Legal Process After Default on a Microfinance Loan in Zimbabwe

Legal Process After Default on a Microfinance Loan, Borrower’s Rights on Interest, and Execution After Judgment

Processes Parties Must Follow After Default

When a borrower defaults on a microfinance loan, the following legal processes should be undertaken:

(a) Notice of Default

  • The Microfinance Institution (MFI) must issue a written notice to the borrower, informing them of the default, the outstanding amount, and giving them a chance to remedy the breach within a reasonable period (typically 14–30 days).
  • This requirement stems from general principles of fair contract law and consumer protection.

(b) Alternative Dispute Resolution (ADR)

  • If the loan agreement includes an ADR clause (e.g., mediation or arbitration), the MFI must attempt to resolve the dispute outside court first.

(c) Commencement of Legal Proceedings

  • If the default remains unresolved, the MFI may issue a civil summons against the borrower to recover the outstanding debt through the courts.

(d) Court Judgment

  • If the borrower does not defend the claim, the MFI may obtain default judgment. •If defended, the matter proceeds to trial and the court adjudicates on the merits.

2. Borrower’s Rights Regarding Interest

(a) Right to Full Disclosure of Interest

Under the Microfinance Act [Chapter 24:29] and general Consumer Protection Laws:

  • Borrowers have a right to clear, upfront disclosure of the total cost of credit, including the Annual Percentage Rate (APR).
  • All hidden charges or undisclosed fees are prohibited.

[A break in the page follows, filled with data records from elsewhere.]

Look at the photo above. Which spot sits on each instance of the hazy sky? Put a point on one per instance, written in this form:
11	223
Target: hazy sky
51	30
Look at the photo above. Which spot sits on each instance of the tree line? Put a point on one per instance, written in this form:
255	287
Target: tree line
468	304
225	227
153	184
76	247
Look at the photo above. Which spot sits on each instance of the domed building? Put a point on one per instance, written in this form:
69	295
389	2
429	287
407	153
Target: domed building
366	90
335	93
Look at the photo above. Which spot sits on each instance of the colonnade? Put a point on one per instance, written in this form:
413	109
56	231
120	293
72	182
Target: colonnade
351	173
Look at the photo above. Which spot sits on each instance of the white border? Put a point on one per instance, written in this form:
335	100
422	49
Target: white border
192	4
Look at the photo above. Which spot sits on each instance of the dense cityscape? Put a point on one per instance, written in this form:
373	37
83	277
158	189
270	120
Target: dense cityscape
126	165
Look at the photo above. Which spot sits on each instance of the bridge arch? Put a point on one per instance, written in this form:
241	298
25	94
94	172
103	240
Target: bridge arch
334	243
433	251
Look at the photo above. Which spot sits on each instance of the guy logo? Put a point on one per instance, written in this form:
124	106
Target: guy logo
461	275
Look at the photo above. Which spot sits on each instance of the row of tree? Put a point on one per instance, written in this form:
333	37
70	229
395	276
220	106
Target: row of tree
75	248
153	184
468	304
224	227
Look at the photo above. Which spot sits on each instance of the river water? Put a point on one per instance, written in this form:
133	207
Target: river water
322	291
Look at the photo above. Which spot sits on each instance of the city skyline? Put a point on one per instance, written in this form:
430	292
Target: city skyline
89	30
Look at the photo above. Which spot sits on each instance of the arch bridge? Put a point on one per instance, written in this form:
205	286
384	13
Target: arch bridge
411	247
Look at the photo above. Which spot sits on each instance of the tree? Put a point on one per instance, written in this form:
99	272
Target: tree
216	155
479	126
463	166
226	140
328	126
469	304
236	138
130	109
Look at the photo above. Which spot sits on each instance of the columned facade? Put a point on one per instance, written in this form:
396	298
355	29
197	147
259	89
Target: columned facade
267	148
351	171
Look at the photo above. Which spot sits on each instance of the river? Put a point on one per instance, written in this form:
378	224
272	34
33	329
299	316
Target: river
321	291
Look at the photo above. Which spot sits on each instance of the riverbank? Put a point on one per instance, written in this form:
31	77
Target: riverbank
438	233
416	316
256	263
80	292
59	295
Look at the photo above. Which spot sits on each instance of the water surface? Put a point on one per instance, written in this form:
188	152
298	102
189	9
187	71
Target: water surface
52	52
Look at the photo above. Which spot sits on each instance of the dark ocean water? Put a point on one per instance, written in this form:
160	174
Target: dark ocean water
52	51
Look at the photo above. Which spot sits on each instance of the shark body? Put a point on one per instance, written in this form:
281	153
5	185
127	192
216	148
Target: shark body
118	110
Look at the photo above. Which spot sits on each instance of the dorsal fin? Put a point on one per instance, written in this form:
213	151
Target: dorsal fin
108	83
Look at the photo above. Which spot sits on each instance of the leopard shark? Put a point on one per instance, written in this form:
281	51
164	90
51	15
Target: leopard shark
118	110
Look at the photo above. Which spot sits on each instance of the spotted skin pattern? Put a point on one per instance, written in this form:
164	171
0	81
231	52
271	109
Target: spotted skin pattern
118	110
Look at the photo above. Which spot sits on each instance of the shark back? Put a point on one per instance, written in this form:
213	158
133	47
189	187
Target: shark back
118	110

(b) Right Against Usurious (Excessive) Interest

  • If an interest rate is unreasonably high and unconscionable (grossly unfair), the borrower can challenge the enforceability of the loan agreement under contract law principles (doctrine of unconscionability).
  • Some jurisdictions set specific statutory caps on microfinance interest rates; Zimbabwe currently leaves it to regulation.

(c) Right to Claim Damages for Unlawful Conduct

  • If the MFI uses abusive, coercive, or illegal methods of debt collection, the borrower has a right to sue for damages under common law torts such as harassment or duress, and under specific statutes like the Consumer Protection Act.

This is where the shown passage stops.